オヤジ達の白球 26話~30話
「フルボトルを3本!・・・この野郎め。人の弱みに付け込みやがって。
まぁいい。仕方ねぇ。坂上のためだ。
山崎の12年物フルボトル3本で手をうとうじゃねぇか」
「零細企業の経営者は、やっぱり決断が速い。
しかし。一度しか言わねぇぞ。耳の穴かっぽじいて、よく聞けよ」
2人が見おろしている中。坂上が壁の前から、よろよろと立ち上がる。
(おっ、立ち上がったぞあいつ。まだやる気か・・・)
投球練習を再開すると思いきや、がっくりとうなだれたままの坂上が
土手をのぼり、トボトボと足を引きずりながら帰っていく。
「なんでぇ。投球を再開すると思いきゃ、帰っちまうのかあの野郎は。
スタミナもないが、粘りぬく根気も足らねぇな、あの単細胞やろうは。
まぁいい。あいつのことは放っておこう。
じゃいい球を投げるためのポイントを説明するから、聞いてくれ」
「待ってくれ。いまメモを取る。
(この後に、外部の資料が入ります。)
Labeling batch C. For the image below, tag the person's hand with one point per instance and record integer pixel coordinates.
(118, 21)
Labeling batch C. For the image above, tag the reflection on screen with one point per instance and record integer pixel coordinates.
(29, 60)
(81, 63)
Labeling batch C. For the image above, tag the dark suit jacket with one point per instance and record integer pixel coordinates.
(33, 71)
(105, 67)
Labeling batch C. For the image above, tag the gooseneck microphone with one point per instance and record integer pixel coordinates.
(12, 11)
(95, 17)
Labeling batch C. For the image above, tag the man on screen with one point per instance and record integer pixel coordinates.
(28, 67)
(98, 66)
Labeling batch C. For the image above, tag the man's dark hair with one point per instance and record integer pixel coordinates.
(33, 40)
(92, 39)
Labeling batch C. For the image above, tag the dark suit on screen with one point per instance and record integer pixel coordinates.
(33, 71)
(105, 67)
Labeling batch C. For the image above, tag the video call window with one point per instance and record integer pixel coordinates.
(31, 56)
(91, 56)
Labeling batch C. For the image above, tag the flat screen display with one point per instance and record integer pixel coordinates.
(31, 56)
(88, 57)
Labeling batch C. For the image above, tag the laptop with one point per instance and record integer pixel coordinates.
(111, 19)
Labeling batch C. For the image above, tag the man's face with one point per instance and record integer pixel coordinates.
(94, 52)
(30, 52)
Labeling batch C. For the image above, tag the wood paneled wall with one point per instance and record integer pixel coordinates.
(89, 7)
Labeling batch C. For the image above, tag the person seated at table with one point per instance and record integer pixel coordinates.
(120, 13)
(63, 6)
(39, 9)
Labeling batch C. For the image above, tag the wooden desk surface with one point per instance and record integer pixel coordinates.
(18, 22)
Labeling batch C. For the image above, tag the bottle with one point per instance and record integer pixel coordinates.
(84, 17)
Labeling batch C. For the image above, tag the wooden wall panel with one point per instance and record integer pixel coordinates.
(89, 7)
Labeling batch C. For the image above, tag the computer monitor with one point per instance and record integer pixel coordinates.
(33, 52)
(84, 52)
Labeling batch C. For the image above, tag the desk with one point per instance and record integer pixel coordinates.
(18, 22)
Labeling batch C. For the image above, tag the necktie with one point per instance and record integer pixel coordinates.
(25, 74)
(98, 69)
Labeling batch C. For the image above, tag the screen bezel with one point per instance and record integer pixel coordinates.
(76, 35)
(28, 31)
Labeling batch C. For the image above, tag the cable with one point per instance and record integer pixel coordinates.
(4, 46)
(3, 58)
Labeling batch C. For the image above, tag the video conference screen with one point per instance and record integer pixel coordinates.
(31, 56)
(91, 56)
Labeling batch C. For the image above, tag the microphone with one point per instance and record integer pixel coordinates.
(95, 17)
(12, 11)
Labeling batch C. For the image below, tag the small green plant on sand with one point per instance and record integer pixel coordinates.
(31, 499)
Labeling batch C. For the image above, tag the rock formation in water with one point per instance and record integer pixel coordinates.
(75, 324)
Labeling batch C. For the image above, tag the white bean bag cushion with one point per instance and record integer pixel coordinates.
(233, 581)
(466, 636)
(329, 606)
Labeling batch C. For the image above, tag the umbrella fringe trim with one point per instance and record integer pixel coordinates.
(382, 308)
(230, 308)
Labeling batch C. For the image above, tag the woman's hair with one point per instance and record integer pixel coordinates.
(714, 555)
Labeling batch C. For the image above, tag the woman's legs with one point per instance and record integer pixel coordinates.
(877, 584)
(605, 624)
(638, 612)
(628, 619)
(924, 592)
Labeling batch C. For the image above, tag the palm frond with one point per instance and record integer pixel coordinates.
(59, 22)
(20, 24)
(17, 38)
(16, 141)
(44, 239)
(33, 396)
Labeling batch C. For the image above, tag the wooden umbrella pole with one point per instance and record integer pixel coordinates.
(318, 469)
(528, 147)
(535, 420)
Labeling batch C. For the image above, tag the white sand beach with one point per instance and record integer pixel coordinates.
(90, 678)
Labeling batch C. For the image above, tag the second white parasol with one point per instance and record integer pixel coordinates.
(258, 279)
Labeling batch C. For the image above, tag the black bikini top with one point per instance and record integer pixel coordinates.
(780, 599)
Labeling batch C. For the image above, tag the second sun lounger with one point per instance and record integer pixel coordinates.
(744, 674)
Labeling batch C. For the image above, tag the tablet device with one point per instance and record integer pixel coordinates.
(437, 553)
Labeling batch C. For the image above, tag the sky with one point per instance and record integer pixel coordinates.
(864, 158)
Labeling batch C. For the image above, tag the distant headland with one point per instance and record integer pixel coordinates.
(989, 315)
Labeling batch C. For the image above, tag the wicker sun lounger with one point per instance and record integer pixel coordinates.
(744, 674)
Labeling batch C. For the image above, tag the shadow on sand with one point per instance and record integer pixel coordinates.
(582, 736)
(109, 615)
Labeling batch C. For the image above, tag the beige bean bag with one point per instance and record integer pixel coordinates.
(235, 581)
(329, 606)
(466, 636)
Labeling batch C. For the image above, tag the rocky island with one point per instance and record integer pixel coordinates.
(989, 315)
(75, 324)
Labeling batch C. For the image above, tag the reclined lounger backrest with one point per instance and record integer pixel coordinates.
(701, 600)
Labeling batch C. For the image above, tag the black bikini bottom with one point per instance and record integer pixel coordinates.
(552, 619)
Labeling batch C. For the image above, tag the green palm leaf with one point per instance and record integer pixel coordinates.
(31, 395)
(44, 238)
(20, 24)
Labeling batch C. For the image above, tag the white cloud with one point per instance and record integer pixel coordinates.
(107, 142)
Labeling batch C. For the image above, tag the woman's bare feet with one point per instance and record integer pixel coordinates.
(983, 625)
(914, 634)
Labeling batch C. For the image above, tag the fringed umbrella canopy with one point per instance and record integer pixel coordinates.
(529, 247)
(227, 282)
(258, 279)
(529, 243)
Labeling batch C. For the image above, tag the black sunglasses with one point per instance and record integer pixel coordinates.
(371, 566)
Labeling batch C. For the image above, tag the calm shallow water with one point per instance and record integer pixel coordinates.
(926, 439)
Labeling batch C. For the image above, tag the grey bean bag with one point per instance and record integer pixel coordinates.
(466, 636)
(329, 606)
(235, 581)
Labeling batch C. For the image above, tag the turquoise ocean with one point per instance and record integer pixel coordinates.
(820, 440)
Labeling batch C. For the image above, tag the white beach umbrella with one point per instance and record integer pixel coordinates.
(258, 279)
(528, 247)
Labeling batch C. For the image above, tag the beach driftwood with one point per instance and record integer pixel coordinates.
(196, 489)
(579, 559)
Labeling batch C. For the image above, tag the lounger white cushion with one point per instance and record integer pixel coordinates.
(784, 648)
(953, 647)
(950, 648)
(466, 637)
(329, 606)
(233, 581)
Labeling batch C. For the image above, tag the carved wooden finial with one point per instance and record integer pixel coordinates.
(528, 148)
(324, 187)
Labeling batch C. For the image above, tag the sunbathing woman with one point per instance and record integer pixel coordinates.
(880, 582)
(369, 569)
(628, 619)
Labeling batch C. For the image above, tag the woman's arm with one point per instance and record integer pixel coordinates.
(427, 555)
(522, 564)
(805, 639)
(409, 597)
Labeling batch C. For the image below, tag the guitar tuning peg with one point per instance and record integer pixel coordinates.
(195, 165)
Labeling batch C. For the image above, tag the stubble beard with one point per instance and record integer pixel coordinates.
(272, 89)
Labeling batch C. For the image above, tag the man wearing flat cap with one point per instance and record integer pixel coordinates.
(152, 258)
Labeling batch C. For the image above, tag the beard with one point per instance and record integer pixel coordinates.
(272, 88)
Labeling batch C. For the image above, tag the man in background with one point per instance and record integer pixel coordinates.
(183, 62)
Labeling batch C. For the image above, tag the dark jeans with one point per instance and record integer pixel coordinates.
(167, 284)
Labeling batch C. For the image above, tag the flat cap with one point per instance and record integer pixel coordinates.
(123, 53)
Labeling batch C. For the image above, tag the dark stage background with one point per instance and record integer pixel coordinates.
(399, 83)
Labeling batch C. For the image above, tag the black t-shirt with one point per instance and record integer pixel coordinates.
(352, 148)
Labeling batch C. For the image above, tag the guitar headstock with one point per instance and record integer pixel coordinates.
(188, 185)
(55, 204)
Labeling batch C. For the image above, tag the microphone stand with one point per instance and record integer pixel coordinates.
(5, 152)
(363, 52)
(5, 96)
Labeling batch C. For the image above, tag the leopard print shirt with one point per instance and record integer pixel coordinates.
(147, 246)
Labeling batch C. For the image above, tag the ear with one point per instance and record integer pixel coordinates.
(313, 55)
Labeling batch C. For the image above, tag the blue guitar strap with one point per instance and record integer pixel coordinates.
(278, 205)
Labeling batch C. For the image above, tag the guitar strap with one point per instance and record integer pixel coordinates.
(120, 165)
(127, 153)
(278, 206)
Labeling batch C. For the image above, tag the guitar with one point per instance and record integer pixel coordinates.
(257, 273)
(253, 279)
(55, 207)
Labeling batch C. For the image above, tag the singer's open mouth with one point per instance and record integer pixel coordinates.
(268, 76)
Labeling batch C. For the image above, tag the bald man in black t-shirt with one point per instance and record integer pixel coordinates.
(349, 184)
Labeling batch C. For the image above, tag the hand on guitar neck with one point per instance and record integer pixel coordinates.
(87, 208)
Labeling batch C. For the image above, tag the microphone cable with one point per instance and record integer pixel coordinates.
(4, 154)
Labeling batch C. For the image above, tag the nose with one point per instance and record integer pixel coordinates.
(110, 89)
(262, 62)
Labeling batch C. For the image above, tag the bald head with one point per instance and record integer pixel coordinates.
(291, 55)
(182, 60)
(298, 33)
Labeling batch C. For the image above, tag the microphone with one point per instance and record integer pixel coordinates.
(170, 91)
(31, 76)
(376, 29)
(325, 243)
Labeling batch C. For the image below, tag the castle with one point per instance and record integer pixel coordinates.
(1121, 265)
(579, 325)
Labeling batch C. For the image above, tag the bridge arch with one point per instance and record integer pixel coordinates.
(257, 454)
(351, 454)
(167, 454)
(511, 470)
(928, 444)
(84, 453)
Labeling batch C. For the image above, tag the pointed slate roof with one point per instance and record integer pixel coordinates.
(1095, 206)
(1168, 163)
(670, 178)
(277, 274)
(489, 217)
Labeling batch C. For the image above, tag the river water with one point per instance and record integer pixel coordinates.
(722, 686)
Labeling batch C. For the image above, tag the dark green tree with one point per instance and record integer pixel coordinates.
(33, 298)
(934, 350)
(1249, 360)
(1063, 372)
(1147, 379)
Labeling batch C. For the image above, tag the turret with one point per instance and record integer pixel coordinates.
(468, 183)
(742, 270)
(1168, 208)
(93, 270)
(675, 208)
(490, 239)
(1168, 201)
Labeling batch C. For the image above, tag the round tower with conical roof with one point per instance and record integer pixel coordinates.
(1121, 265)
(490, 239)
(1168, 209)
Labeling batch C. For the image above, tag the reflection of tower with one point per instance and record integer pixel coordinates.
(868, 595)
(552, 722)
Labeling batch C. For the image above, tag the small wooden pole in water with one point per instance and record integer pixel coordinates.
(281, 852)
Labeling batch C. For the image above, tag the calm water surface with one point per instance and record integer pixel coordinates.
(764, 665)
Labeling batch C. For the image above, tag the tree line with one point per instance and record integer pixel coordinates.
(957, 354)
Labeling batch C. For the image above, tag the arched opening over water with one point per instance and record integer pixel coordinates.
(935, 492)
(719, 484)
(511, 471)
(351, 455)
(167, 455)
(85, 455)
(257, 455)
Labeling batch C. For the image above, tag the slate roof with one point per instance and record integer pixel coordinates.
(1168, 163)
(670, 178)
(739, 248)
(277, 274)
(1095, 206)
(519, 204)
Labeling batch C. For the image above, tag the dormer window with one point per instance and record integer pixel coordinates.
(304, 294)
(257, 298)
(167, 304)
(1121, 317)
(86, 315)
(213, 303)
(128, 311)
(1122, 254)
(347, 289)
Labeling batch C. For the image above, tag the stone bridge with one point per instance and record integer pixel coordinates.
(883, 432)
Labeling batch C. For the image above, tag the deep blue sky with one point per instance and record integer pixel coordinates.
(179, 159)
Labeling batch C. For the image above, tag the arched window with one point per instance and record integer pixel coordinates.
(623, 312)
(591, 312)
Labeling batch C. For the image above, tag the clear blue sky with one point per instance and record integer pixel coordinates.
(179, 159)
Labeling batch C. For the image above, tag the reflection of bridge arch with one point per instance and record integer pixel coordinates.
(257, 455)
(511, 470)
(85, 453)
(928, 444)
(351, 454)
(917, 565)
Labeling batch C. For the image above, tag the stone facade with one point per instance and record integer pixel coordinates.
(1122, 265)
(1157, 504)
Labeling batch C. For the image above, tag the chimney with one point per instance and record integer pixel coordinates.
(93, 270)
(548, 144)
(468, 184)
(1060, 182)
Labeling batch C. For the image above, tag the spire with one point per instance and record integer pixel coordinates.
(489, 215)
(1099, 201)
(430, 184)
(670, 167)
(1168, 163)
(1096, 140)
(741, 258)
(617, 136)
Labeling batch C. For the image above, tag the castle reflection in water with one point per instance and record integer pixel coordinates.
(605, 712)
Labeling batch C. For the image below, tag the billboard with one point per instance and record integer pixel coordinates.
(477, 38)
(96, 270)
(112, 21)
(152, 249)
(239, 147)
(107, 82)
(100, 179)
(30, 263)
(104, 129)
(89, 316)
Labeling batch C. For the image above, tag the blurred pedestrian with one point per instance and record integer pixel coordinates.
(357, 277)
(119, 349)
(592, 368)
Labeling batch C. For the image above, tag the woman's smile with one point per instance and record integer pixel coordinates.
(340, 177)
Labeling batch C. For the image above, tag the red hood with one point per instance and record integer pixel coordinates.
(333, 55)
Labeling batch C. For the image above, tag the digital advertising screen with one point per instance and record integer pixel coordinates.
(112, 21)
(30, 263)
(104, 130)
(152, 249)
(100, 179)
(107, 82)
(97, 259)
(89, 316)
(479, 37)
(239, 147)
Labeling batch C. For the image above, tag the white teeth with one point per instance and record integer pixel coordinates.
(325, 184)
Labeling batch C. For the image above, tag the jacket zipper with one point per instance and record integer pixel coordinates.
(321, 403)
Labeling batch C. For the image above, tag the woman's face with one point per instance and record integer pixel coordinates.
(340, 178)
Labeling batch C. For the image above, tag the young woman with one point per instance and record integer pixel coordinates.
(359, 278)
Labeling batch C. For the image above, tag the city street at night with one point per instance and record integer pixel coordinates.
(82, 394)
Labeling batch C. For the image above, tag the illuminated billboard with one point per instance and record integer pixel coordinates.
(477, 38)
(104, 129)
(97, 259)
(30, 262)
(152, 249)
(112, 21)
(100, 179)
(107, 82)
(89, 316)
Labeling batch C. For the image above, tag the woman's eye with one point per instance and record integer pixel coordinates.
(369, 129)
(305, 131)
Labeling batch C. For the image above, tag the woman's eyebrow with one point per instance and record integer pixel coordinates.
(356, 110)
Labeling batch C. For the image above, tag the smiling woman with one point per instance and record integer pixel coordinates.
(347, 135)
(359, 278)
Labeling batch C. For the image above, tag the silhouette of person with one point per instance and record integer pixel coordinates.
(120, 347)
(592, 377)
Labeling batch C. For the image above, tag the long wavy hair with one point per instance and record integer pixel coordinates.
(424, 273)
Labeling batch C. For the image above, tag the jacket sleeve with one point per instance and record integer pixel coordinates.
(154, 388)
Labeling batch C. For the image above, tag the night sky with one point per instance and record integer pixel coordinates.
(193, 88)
だから猿にもわかるように説明してくれ」
「猿はソフトボールなんかしないだろう!」
「わかりやすく説明してくれという言葉の綾(あや)だ。
そのくらいのことは、おまえさんも知っているだろう」
「本気になって怒るな。そのくらいのことは俺でもわかる。
じゃ超初心者でも理解できるように、わかりやすく説明するから
メモを取ってくれ」
「ありがてぇ。世話になるぜ。恩に着る」
岡崎が北海の熊の目の前でメモ帳をひろげる。
さぁ教えてくれと、シャープペンシルの先をぺろりとなめる。